The rights and personal interests of an eccentric hoarder were "ignored and disregarded" by the State Administrative Tribunal during proceedings that stripped the 80-year-old Bentley woman of control over her property and finances, a Supreme Court judgment has found.
In a decision handed down this week that is scathing of the tribunal's flawed procedures in three separate decisions about the woman's case, Justice Eric Heenan quashed the SAT's guardianship and administration orders.
After the orders were imposed, the woman's house was demolished and her land sold against her wishes. She was placed in a residence where she did not want to live at a cost of $450,000 - paid for with money taken from her estate - and her lifetime's possessions were destroyed or lost.

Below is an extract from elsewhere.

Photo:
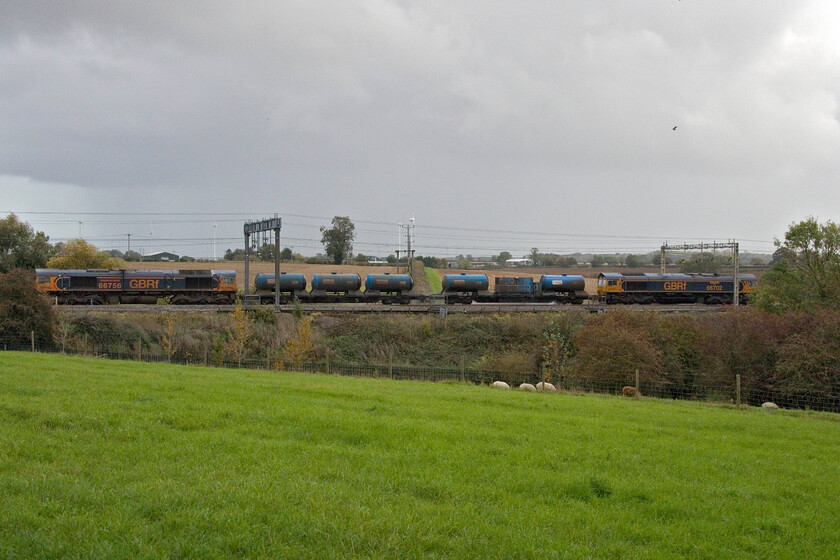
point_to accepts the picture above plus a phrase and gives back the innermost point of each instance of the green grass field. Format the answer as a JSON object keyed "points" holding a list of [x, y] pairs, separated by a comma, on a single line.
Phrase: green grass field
{"points": [[106, 459]]}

Justice Heenan said the woman, identified only as Ms S, was in urgent need of legal advice and had a right to compensation or restitution for property that had been lost or reduced in value as a result of erroneous proceedings. Concerns about the woman's ability to make decisions about her living and financial arrangements were raised after she was admitted to Bentley Hospital in October 2009.
Ms S, whose mode of living was described by Justice Heenan as eccentric, lived alone in a house that was dilapidated and cluttered to such an extent it had become infested by vermin. The electricity had been disconnected.
The house was deemed unfit for habitation in January 2010.
In December 2009, a social worker at Bentley Hospital lodged an application for guardianship and administration orders that alleged Ms S had impaired executive functioning and was unable to make decisions in relation to her home repairs and living arrangements.Justice Heenan found that the hearing which imposed the orders in February 2010, a second hearing that expanded the administrator's powers over her estate and a review of her case had not granted her procedural fairness and there was no proof that she had the mental disability required for the appointment of an administrator.